In this paper we present the details of the reservoir modeling philosophy and gridding methodology applied to an abnormally high-pressure, unconventional shale reservoir. Results for single- and dual-porosity models will be presented and compared with the decline curve analysis (DCA) results. Furthermore, the effect of gas condensation in the pores is discussed both from the flow and thermodynamics points of view. It is concluded that much uncertainty exists about the exact nature of flow and production mechanisms in low-permeability shale reservoirs; nonetheless, one can predict future performance with acceptable engineering accuracy and reliability using intrinsically different models.
Oil and gas production from unconventional reservoirs, to include shale oil and shale gas, has contributed significantly to the U.S. domestic energy supplies and is rapidly expanding with continued improvements in horizontal well drilling and hydraulic fracturing techniques.
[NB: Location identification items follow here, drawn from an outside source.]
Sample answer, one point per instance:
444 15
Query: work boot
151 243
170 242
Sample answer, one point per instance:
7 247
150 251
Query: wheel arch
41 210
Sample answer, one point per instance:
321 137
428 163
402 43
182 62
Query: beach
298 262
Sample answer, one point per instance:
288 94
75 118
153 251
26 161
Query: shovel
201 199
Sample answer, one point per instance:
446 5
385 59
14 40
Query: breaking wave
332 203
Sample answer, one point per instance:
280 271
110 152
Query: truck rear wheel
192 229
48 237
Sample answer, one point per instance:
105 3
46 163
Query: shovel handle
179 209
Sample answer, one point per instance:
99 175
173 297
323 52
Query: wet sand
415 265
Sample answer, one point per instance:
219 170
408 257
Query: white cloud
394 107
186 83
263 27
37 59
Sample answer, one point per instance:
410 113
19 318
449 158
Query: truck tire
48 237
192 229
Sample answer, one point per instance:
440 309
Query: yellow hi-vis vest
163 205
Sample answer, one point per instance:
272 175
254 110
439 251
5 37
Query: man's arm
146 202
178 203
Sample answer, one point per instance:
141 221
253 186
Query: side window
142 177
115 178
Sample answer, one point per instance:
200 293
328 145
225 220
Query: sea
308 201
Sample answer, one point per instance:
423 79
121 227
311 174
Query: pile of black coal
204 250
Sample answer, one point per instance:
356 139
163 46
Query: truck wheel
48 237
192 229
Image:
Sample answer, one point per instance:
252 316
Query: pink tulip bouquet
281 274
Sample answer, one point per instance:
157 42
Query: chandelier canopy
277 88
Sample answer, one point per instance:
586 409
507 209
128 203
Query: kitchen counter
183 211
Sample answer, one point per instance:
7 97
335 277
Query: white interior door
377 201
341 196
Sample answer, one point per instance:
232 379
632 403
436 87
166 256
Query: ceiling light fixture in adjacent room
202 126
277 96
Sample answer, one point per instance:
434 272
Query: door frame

These reservoirs are classified as to whether the hydrocarbon source is an integral part of the reservoir rock fabric (self-sourced, as in Haynesville), or is adjacent to the reservoir (locally sourced, as in Bakken), or is located at large distances from the reservoir and require significant hydrocarbon migration (externally sourced, as in Austin Chalk) (Tepper et al., 2013).
Abnormally high pressure, low permeability and low porosity characteristics are common attributes for most of the shale plays and, more importantly, the reservoir ultimate recovery potential depends on several key parameters: lithology, mineralogy, thermal maturity level, fluid properties, and pore types. A correlation based on permeability, dominant flowing phase and its viscosity is shown on Fig.1 (Bohacs, et al., 2013). The ratio of permeability and viscosity indicates that dry gas, such as Marcellus, can flow at significant rates in nano-darcy rock whereas black oil, such as Bakken, requires relatively higher permeability rocks for economic rates. Specifically, in shale oil reservoirs, existence of relatively larger inter-and intra-granular pores and pore throats and fracture porosity provides sufficient ease of mobility to oil to generate economic well flow rates. In contrast, the flow of gas in smaller diameter pores, existing within the kerogen in shale gas reservoirs, as in Barnett, is facilitated by a favorable thermodynamic phase envelop shift and Knudsen flow (Pang, et al., 2012).